Fitch Ratings has affirmed its ratings on Sun Life Financial Inc. (TSX:SLF) at ‘AA-‘, but is maintaining its negative outlook on the company, citing its ongoing earnings volatility.

The rating agency affirmed its existing ratings on the insurer Tuesday, saying that the move reflects Sun Life’s strong capitalization, disciplined investment strategies that have resulted in strong liquidity and solid asset quality, the company’s leading market position in Canada, growth prospects for emerging Asian markets, and relatively stable performance in U.S. mutual funds.

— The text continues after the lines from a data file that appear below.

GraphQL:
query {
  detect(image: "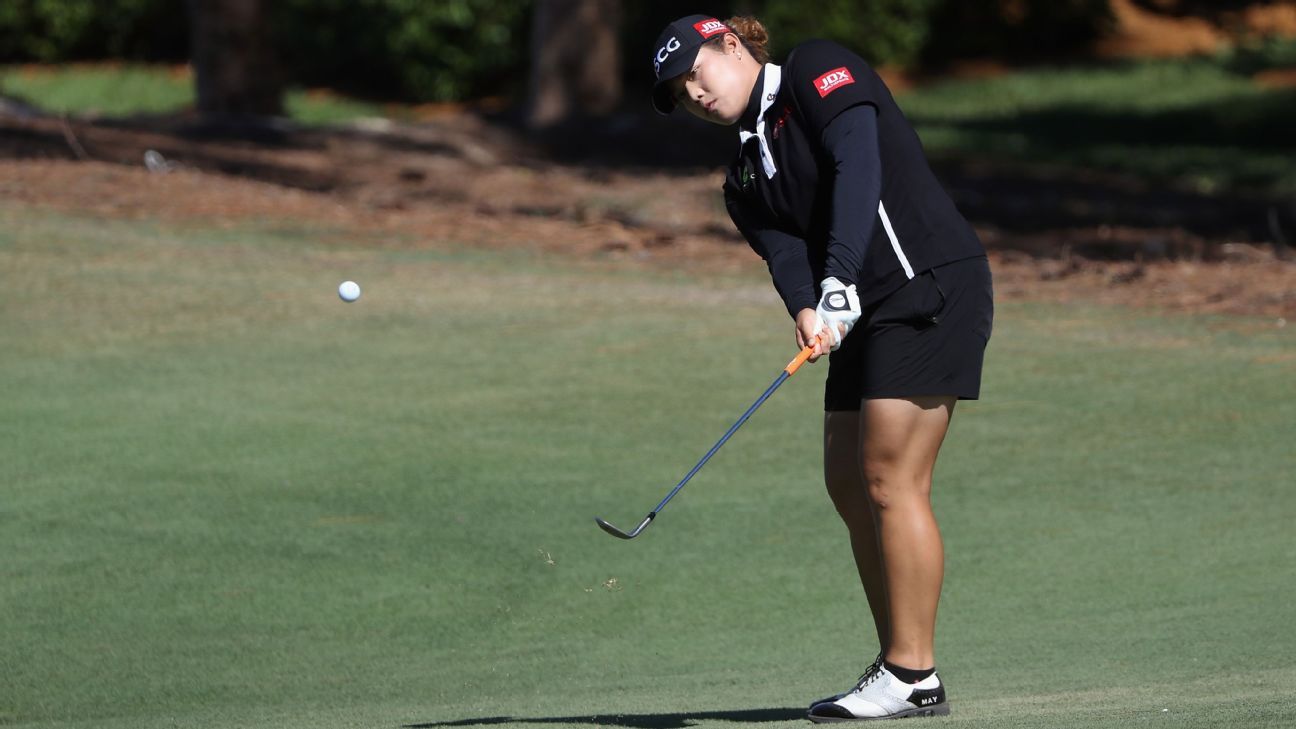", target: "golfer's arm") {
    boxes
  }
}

[820,104,883,284]
[724,191,818,319]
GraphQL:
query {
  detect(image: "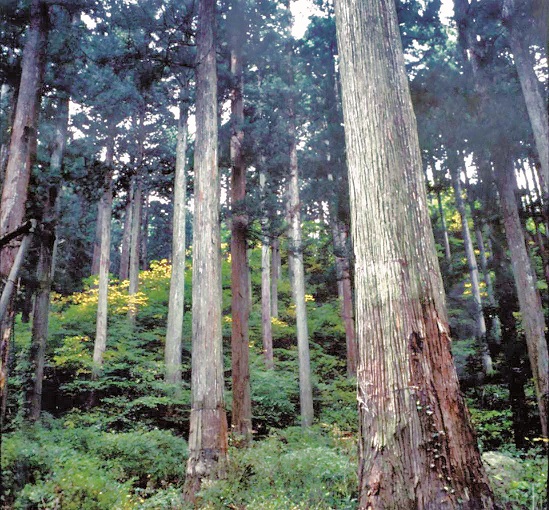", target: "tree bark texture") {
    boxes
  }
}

“Offsetting these positives are the company’s higher levels of operating debt issued from the parent company than many peers, low debt service capacity and sizable common shareholder dividends,” it says; adding that it has a negative rating outlook on the company overall, and the firm’s U.S. life insurance subsidiaries remain on rating watch negative too. “The negative outlook reflects the historical volatility in SLF’s earnings and the possibility it may continue at run-rate operating earnings and debt service that is not supportive of the current rating level,” it says.

Fitch notes that it believes Sun Life’s ability to improve its run-rate operating earnings will depend in part on how the company deploys the proceeds from the pending sale of Sun Life Assurance Company of Canada (U.S.) and Sun Life Insurance & Annuity Co. of New York to Delaware Life Holdings; the firms that contain its U.S. variable annuity business and certain life insurance businesses that have been a drag on overall earnings and a significant consumer of capital.

While the sale has been delayed due to regulatory review, Fitch says it expects that it will be successfully completed. And, once the deal is done, it suggests that a significant portion of the proceeds will be used to fund acquisitions to grow Sun Life’s U.S. employee benefits business, Asian insurance operations, or its investment management business.

“Currently, SLF’s U.S. employee benefits business and Asian operations are not yet significant contributors to overall profitability, so well-executed acquisitions could improve the company’s earnings diversification,” it says. “However, Fitch’s primary concern is that an ill-timed or poorly executed acquisition would negatively impact operating earnings and debt service coverage.”

Additionally, it notes that while Sun Life has taken a number of steps to improve profitability, including increasing its interest rate hedging and exiting certain lines of business, Fitch believes earnings remain susceptible to continued low interest rates.